Atherton was the author of many articles, both political or historical. Of particular note from a foreign policy perspective was "Which : American unity, or British domination?". His historical articles included "The Old Indian Road", covering the history of Vermont, and the Crown Point Military Road and the captivity of Mrs. Johns, mother of the first European child born in Vermont.

In 1895 he wrote "Topography and Surface Geology, from the History of Nashua".

==Personal life==
Atherton married Abbie Louise Armington (1840–1896) of Ludlow on January 7, 1861. They had four children.

He was a Mason and a past commander of the Grand Army of the Republic, a fraternity organization for veteran union soldiers.

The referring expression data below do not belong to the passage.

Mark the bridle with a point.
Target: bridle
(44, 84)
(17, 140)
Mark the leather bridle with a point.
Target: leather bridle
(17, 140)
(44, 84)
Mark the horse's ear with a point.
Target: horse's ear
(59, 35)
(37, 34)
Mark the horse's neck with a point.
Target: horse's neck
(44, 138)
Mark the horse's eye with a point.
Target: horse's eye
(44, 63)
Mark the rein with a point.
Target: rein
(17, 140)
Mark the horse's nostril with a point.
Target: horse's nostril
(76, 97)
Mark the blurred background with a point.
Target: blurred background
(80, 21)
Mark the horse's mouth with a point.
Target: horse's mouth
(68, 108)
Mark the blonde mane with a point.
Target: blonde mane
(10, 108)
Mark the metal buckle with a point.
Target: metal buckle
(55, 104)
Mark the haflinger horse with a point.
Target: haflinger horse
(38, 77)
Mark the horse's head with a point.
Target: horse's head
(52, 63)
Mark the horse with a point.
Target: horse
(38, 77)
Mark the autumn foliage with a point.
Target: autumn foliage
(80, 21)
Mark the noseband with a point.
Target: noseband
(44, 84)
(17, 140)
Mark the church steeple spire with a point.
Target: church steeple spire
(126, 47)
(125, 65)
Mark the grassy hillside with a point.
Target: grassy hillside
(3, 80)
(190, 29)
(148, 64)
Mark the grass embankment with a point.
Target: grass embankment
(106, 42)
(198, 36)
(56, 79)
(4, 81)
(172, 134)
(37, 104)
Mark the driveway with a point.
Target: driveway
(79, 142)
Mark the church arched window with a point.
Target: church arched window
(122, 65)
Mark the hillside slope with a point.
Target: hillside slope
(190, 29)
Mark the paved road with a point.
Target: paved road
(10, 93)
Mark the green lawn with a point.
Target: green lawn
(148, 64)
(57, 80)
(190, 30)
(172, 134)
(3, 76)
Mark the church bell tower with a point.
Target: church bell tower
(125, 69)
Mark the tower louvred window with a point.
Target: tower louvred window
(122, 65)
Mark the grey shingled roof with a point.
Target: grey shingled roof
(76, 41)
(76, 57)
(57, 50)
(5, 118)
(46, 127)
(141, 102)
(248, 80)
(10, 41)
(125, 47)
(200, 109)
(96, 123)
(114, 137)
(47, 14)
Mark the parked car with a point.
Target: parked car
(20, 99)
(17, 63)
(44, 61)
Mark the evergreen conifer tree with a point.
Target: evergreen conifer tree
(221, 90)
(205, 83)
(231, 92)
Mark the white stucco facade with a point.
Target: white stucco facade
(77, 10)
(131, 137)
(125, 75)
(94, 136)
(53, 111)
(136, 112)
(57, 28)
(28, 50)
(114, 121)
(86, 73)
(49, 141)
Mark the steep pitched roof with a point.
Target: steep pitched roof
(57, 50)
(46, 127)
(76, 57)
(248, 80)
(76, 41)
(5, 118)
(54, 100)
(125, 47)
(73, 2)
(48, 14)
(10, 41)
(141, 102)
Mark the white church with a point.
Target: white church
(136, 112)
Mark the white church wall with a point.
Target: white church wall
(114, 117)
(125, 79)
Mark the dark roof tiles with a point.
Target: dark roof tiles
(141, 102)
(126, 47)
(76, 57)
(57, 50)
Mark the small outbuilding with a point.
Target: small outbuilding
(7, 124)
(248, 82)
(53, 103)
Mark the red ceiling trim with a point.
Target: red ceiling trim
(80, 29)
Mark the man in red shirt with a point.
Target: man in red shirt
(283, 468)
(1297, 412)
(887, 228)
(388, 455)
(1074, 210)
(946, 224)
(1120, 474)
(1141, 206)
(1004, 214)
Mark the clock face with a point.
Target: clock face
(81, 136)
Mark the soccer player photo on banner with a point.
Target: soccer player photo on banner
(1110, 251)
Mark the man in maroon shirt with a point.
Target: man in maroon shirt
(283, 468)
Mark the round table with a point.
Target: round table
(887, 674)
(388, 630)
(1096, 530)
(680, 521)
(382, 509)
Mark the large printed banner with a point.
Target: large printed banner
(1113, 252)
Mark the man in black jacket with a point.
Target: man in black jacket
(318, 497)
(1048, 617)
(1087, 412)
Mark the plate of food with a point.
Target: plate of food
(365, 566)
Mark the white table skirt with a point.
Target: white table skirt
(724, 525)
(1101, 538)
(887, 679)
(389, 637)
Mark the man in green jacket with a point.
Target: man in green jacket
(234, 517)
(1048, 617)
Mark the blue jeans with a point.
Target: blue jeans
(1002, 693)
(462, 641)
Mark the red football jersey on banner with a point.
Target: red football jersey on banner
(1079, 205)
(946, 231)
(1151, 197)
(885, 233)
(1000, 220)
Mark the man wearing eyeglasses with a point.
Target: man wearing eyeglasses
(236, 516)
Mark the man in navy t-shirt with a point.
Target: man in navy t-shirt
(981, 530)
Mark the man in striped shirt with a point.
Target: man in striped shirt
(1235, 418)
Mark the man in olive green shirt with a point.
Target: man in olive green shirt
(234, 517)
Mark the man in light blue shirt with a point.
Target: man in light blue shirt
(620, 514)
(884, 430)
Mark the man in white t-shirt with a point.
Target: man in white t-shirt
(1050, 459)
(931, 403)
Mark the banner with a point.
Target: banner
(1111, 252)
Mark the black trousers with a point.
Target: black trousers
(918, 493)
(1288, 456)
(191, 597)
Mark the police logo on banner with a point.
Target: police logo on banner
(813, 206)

Following the death of his first wife, he married Ella Blaylock Atherton M. D. (1860–1933), a physician in Nashua. an American physician who was the first woman to perform abdominal surgery in New Hampshire. They married in 1898 and had two children. Atherton resided in Nashua the remainder of his life.

Atherton took an avid interest in his own genealogy, particularly during they time he held the position of postmaster of Nashua. He corresponded with Thomas H. Atherton and other Atherton’s who were postmasters within the United States. His personal papers relating to the origins of various branches of his family tree have been preserved by local historical societies, in both Vermont (his place of birth) and New Hampshire (his adoptive state).

Atherton died at his home in Fairmount Heights, Nashua, of pneumonia, on February 6, 1906, aged 71. He is buried at Edgewood Cemetery in Nashua, New Hampshire.

==Ancestry==
His mother was a cousin of Bishop Levi Silliman Ives and U.S. District Judge Nathan K. Hall. He was also a distant relative, through his mother, of Samuel Morse, inventor of the Morse code, and Chancellor James Kent. His Atherton lineage descends from James Atherton, an early settler to New England; who arrived in Dorchester, Massachusetts in the 1630s. His grandfather was Jonathan Atherton, who was one of the first families to settle on Cavendish in the 1780s; and by 1785 was the first elected representative for the town of Cavendish, and prior to that, a veteran of the Revolutionary War and the Battles of Lexington and Concord.

==Notable descendants==
- Henry Francis Atherton (1883–1949) of Long Island. Lawyer and Harvard Alumni. Chairman of the board of Allied Chemical and Dye and Secretary of the National Aniline and Chemical Company.
- Blaylock Atherton (1900–1963) of Nashua, New Hampshire. Republican member of New Hampshire State House of Representatives: Nashua 1st Ward (1937–43) and (1945–1948); member of New Hampshire State Senate (1943–1945). Married on September 6, 1924, to Katherine E. Bremner.